Der Autor - Drehbuch von Ricardo Salva
DER AUTOR DOSSIER
Auf der Bühne wird "Gefängnis des Schwei­gens" gegeben, ein Drama, das den Ge­fange­nen jedes gesprochene Wort unter­sagt. Auch Unmutsbezeugungen des zuneh­mend gelang­weilten Publikums können die Schauspieler nicht zum Sprechen bewegen. Nur einer darf ihnen vorschreiben, was sie sagen sollen: der Autor. Dieser steht nun auf der Bühne, um die aufgebrachten Zu­schauer zur Raison zu rufen. Doch anstatt dem Ensemble einen Text zu geben, fordert er totales Schweigen, auch im Zuschauer­raum, denn nur so könne das Un­aussprech­liche hörbar werden.

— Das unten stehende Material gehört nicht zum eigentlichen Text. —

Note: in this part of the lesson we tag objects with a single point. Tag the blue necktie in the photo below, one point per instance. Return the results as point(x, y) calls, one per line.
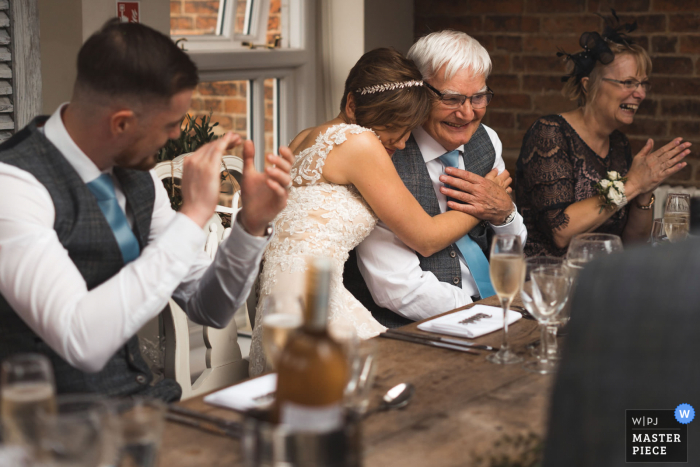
point(475, 258)
point(103, 189)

Die Zu­schauer wollen sich das Wort nicht verbieten lassen. Da die Sicherheit des Autors nicht mehr ge­währ­leistet werden kann, muß er Schutz in der Gefängniszelle suchen. Die Schauspieler wol­len ihr Schweigen brechen, doch der Au­tor verbittet sich jegliche Einmi­schung in sein Werk. Daraufhin halten ihn die Schau­spieler in seinem Drama gefangen. App­laus. Als selbst eine Muse keine Wirkung entfal­tet, offenbart sich seine Schreibblocka­de. Die Zu­schauer wer­den zu Autoren er­nannt. Wort­führer Mar­vin übernimmt die Re­gie. Das Büh­nenbild läßt nur ein Gefängnis­drama zu. Um die Handlung in Gang zu bringen, soll ein Wär­ter eine Ge­fangene zum Oralverkehr zwin­gen. Als man den sensiblen Mimen Joseph zum Ver­gewal­tiger bestimmt, will er sich dem Zwang durch Flucht entzie­hen. Ein Schuß macht Schluß mit dem Thea­ter. Realität ist angesagt. Joseph stirbt auf der Bühne.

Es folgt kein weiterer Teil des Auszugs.